The difference between $181,302 and $181,297 above is due to rounding errors.

Observations: 
The risk associated with assuming capital growth of 2.3%pa is taken into 
account by discounting at 11%pa with is well above the risk-free rate.

For those who dislike the process of accounting for future capital growth 
however, the component can be adjusted out. This can be done by multipling 
CLI's profit figures by 0.5515.

If CLI discounted only a $100,000 residual value at 11%pa, reported profits 
each year would be exactly 0.5515 of the amounts calculated above.

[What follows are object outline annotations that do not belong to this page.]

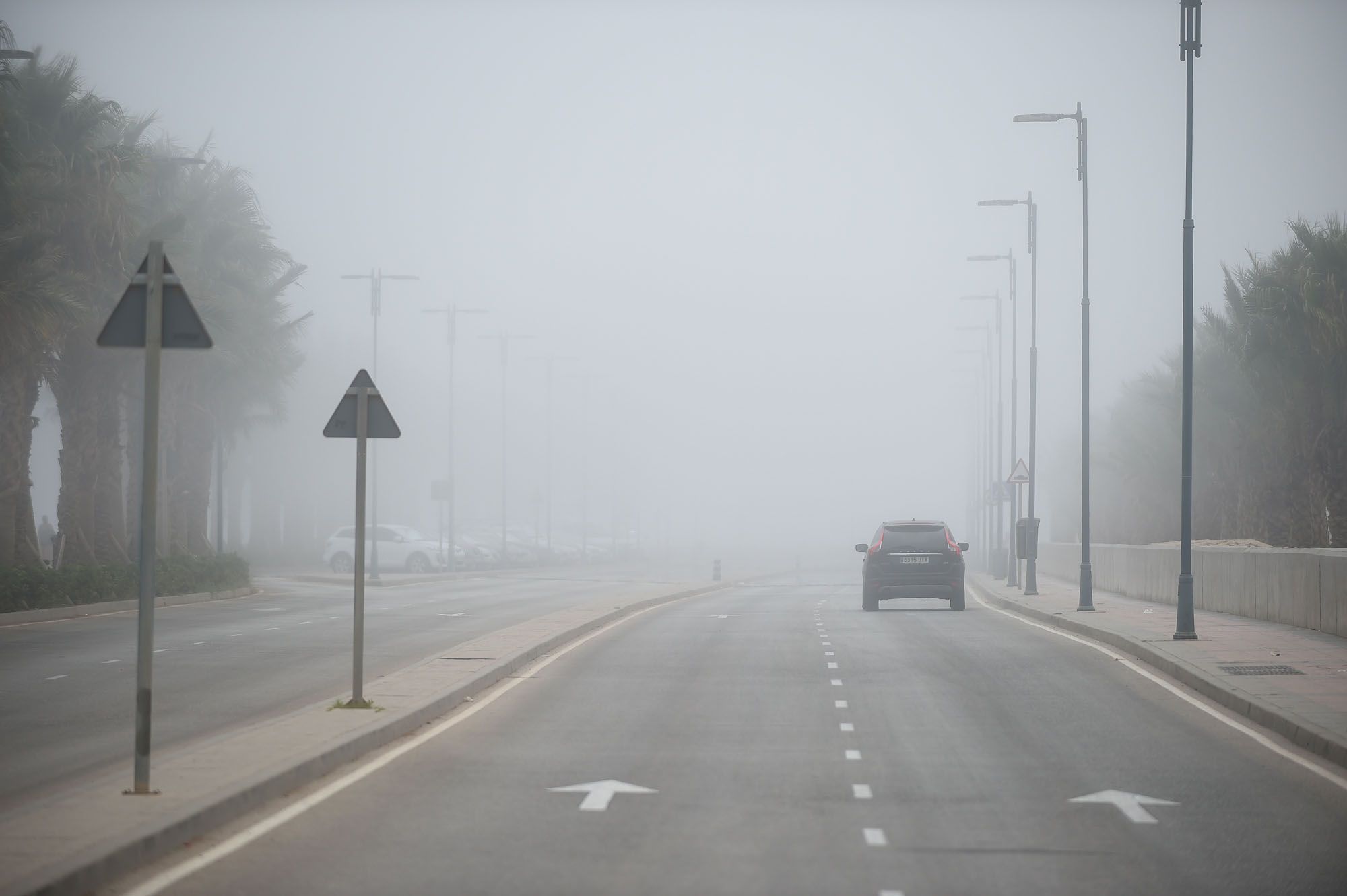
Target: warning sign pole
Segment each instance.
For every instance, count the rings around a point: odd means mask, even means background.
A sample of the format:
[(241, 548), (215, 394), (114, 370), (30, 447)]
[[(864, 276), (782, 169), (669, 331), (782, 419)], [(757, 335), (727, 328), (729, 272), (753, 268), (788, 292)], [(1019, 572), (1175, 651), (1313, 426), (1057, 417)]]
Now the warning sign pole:
[[(365, 370), (350, 381), (346, 394), (337, 402), (337, 410), (323, 428), (323, 436), (329, 439), (356, 440), (356, 531), (352, 533), (356, 542), (352, 564), (356, 600), (352, 613), (350, 702), (346, 704), (352, 709), (369, 708), (365, 702), (365, 453), (370, 439), (397, 439), (401, 435), (379, 387)], [(379, 526), (374, 529), (368, 534), (377, 539)]]
[(140, 435), (140, 595), (136, 626), (136, 763), (132, 791), (150, 792), (150, 706), (155, 654), (155, 511), (159, 488), (159, 357), (163, 348), (164, 244), (150, 244), (145, 284), (145, 409)]
[(150, 790), (150, 716), (155, 654), (155, 533), (159, 491), (159, 359), (164, 348), (210, 348), (210, 334), (201, 323), (182, 280), (164, 256), (164, 244), (150, 244), (150, 253), (131, 278), (131, 285), (112, 309), (98, 334), (102, 347), (145, 350), (145, 394), (140, 444), (140, 592), (136, 618), (136, 759), (128, 794)]

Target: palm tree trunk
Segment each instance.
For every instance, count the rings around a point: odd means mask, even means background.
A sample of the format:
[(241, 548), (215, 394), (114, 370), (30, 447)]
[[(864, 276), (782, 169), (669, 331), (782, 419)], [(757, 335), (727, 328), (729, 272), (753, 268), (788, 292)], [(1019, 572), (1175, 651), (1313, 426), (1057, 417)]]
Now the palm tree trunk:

But 11%pa is too high without capital growth risk. For an adjusted 9%, multiply 
by 0.73.

So even if we use 0.5515 of CLI's profit figure, we still get annual profits of 
$154, x 0.5515 = $85m, or 29.5cps.

So at $2.15 you still get the company for 7.3x earnings, with earnings 
representing a purchase of a zero-coupon bond yielding 11%pa with little risk, 
and assuming ZERO property value growth, excluding rental increase cashflow 
(which will grow easily to in excess of $60m pa after tax by 2010), and returns 
from other divisions.

Excluding the extras cited, the 29.5cps will grow at 11%pa if their is no 
growth in new business. However, last year CLI grew new business by 29.5% in a 
market whos volume fell 3%.

CLI is a growth business with huge blue-sky, especially in the UK.

At these valuation how can you lose?